Pour une mobilisation communiste des retraités

La pension de retraite est calculée de sorte qu’elle remplace un salaire de référence selon la durée de carrière. Ce salaire continué, calculé sans tenir compte des cotisations (inexistantes au demeurant dans le régime qui a servi de modèle, celui de la fonction publique d’État), représente aujourd’hui, grâce aux conquis communistes du xxe siècle, les trois quarts des pensions: 240 milliards sur 320 milliards. Seule une petite minorité de régimes calculent la pension comme le revenu différé d’un cumul des cotisations. Contre ce « nous avons cotisé, nous avons droit » qui renvoie à la pratique capitaliste du travail, c’est un droit communiste au salaire libéré du marché du travail qui est donc en majorité garanti aux retraités. Mais il est resté impensé: en témoigne la surprise (quand ce n’est pas la dénégation) suscitée par le rappel que c’est comme droit au salaire et non comme différé des cotisations que notre système de retraite s’est construit! Et cet impensé met en péril l’affirmation d’un droit politique à la qualification de la personne, et du salaire à vie qui lui est lié.

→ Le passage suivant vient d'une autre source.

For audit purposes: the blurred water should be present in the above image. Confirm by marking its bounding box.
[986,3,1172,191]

Qu’il s’agisse en effet du salaire continué des retraités, du statut des fonctionnaires et des salariés de la Poste, de la SNCF, d’EDF, de la RATP, du droit au salaire des intermittents du spectacle entre deux cachets, du droit à carrière des métallurgistes ou des salariés de la chimie ou de la banque, c’est toute la construction en cours d’un salaire à la qualification personnelle qui est en cause. La lutte de classe sur les retraites est une pièce décisive de la lutte pour le statut d’un producteur qui, titulaire d’une qualification et donc d’un salaire à partir de 18 ans, n’a plus besoin de quémander à la bourgeoisie capitaliste sa reconnaissance comme travailleur, que ce soit comme indépendant voué à la prédation des capitalistes prêteurs, fournisseurs ou clients, ou comme employé d’un groupe capitaliste ou d’un sous-traitant. Ce combat pour le droit politique au salaire est inséparable de celui de tous les dissidents des entreprises alternatives qui refusent de produire pour le capital et sont décidés à maîtriser leur travail concret. Il est au cœur de la sortie de la folie écologique et anthropologique de la pratique capitaliste du travail.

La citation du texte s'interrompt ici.